Unfortunately, few Democrats and independents view the president's proposal as fair because it deals a blow to both legal immigration (a major source of American prosperity) and makes the black hole of public debt even larger. Therefore, if it was Democrat or independent/centre-left support that Trump had sought, his speech missed that target by far.
Instead, it has invited angry reaction from hardcore conservatives. Senator Ted Cruz (Trump's opponent in the Republican primaries) has already claimed that Trump's proposal is inconsistent with his promises. Breitbart News, the right-wing outlet that strongly contributed to the election of Trump, has already attacked the president for his amnesty proposal and gave him the nickname "Amnesty Don." Heritage Action, the Heritage Foundation's political outreach arm, condemned President Trump's amnesty proposal very harshly in order to maintain its ties to the administration. Using the State of the Union address to reiterate a message that had already disheartened so many of Trump's supporters and well-wishers has only made sure that the groups that primarily rallied for Trump because of his anti-immigration stance will now be disaffected and refrain from voting for him (and his party) in the upcoming elections.

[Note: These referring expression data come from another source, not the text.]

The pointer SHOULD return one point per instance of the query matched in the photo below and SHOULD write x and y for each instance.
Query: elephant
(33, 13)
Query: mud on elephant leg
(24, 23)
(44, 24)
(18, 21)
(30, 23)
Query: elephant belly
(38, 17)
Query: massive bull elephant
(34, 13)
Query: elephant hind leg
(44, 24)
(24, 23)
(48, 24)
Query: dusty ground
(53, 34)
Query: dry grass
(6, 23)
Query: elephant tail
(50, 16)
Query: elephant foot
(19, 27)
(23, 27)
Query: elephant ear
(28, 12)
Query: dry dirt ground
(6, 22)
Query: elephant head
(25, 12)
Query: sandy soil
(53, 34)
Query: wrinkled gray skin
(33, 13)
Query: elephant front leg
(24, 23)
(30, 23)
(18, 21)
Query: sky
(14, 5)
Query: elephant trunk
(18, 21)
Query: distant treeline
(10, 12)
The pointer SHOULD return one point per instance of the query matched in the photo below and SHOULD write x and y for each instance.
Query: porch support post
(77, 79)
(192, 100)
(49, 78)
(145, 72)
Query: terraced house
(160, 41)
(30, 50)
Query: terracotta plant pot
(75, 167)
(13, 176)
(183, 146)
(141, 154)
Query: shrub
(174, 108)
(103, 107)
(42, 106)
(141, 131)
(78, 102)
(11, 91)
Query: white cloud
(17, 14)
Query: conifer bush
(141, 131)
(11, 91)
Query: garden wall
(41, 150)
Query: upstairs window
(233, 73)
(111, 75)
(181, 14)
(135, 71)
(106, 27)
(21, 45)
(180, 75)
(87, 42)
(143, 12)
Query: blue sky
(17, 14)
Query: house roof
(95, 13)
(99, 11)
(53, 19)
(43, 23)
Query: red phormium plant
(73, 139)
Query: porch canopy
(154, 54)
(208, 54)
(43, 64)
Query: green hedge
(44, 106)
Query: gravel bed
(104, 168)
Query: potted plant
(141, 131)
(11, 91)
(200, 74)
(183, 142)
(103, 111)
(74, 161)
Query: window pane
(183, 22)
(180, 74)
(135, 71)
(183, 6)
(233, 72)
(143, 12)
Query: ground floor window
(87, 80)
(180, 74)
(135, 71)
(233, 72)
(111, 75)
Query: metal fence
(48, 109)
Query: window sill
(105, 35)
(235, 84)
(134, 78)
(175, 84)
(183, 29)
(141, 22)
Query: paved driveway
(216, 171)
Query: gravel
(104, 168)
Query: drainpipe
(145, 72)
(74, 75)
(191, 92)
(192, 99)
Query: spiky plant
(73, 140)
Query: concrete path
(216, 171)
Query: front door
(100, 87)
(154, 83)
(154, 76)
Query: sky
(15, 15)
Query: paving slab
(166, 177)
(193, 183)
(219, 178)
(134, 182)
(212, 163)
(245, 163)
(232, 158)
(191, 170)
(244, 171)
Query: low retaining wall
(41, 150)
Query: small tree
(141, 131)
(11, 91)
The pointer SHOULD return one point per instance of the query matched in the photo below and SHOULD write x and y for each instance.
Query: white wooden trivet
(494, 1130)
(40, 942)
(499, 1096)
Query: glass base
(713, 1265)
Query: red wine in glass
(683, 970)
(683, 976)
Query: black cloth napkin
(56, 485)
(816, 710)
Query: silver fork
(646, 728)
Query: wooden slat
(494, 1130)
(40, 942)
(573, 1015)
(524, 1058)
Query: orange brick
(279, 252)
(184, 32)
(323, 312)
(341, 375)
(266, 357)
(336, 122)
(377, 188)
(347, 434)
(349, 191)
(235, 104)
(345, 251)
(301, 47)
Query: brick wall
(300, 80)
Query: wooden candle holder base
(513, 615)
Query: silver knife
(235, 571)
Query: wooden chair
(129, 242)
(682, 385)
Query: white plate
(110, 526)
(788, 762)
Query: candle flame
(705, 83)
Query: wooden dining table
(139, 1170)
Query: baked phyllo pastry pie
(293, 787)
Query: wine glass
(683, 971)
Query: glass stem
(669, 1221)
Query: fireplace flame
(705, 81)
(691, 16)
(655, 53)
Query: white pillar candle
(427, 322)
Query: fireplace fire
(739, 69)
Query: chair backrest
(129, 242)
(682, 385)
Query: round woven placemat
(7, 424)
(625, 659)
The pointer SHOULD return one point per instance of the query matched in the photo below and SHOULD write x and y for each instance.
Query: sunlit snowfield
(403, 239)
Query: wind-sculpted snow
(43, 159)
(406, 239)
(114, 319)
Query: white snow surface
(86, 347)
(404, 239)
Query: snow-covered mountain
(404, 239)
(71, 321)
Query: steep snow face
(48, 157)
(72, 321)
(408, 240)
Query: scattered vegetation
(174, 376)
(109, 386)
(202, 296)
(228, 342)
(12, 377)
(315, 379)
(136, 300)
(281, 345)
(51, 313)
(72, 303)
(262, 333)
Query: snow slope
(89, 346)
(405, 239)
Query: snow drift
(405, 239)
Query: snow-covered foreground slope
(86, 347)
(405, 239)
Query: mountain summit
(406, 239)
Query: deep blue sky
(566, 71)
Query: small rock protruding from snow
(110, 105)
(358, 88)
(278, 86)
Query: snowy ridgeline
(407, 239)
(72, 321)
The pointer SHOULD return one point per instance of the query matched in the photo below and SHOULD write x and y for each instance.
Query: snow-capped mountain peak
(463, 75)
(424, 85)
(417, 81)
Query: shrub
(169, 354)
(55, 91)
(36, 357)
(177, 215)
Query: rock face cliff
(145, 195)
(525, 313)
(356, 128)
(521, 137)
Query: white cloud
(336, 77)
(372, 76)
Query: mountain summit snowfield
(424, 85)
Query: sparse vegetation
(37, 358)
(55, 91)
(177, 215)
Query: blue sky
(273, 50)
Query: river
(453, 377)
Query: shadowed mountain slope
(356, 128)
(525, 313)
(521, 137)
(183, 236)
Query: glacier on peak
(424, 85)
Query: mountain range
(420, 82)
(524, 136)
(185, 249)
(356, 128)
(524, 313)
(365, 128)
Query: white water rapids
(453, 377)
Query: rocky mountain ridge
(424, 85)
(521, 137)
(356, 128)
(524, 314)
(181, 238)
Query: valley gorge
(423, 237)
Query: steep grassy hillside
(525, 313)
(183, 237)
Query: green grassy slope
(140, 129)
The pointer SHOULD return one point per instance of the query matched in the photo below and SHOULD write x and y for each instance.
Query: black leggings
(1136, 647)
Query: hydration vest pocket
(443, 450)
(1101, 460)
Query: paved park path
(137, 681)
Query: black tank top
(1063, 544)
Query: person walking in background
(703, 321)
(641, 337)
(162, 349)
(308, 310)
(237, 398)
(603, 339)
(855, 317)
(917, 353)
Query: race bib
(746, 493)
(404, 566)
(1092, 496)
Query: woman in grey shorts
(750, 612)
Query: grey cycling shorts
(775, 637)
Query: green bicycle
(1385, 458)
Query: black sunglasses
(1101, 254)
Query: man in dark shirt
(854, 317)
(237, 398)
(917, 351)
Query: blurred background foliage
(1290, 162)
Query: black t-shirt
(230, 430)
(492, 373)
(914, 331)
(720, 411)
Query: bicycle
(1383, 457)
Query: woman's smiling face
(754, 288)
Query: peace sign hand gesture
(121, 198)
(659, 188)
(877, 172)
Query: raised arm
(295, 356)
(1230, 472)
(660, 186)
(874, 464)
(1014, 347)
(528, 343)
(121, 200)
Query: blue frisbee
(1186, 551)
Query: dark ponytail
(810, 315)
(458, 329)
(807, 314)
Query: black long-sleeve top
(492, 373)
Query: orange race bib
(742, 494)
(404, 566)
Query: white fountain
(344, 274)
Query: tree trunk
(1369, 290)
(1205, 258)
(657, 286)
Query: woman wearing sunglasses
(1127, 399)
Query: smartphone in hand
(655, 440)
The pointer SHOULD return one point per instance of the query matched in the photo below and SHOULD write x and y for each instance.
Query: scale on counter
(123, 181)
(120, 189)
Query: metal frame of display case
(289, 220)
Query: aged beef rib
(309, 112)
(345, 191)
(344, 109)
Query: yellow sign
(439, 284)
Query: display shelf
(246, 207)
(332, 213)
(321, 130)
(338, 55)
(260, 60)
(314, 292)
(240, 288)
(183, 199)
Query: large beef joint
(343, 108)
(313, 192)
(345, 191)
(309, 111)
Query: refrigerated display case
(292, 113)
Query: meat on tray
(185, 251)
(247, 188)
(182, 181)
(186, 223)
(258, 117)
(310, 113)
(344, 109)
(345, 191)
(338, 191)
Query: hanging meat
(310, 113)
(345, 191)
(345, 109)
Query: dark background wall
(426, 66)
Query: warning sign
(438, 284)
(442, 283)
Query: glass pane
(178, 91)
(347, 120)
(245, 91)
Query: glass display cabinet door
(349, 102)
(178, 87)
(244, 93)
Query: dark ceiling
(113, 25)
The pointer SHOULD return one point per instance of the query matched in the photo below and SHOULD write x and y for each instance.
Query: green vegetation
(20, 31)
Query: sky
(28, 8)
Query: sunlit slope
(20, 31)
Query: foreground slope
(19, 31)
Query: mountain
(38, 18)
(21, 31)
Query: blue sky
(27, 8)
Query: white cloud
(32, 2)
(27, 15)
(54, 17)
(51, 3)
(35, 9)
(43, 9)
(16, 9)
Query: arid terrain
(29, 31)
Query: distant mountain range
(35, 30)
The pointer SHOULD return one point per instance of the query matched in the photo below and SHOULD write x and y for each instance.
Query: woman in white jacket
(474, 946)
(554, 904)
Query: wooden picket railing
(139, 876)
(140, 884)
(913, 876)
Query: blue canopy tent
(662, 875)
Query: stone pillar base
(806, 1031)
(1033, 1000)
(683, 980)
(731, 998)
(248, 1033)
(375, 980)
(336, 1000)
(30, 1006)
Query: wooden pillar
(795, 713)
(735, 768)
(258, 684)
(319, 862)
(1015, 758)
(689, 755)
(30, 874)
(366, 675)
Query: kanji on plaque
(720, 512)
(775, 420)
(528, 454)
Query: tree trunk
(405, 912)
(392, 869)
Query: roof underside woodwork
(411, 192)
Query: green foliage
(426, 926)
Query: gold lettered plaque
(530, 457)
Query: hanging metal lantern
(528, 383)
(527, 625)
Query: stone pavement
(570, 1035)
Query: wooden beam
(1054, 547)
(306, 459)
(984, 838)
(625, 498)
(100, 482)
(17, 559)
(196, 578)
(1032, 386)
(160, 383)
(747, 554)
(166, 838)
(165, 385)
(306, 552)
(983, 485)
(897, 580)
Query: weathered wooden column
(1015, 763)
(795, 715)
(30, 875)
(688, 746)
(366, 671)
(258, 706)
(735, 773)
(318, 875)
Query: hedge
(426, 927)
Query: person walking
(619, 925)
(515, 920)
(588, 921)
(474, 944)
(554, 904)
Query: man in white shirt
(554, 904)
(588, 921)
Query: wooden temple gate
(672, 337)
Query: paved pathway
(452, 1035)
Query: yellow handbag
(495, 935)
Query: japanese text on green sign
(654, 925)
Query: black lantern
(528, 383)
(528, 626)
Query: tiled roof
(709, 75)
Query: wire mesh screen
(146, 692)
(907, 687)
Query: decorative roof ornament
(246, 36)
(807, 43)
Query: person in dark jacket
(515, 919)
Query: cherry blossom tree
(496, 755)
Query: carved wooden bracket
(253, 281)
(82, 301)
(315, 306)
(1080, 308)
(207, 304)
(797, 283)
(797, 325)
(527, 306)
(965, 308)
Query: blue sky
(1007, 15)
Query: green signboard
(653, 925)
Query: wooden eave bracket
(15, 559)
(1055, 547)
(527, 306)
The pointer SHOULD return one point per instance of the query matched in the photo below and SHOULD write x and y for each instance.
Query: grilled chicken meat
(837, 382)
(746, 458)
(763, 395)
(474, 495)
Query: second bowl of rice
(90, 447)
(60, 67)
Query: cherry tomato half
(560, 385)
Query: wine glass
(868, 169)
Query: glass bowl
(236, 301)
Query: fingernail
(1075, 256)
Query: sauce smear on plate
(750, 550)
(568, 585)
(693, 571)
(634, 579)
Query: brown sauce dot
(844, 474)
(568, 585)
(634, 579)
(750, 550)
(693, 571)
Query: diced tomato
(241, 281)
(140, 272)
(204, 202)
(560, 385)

Trump has started to find his footing in the euphemistic vernacular of Washington politics. His speech, in the interest of protecting his base, should have been even heavier on propaganda and sweet talk while keeping the policy cupboard even barer. Trump's base tuned into the speech for reassurance on MAGA but Trump, mistakenly, has given them something extra: a taste of the swamp that they had elected him to drain.
This may become a problem for the entire Republican Party in the upcoming midterm elections. Tuesday's State of the Union address has Democrats more fired up than ever and because of Trump's new centre-right avatar, the Republican Party may lose the wildcard of the anti-establishment "silent majority."
Anupam Debashis Roy is a student of international affairs and economics at Howard University.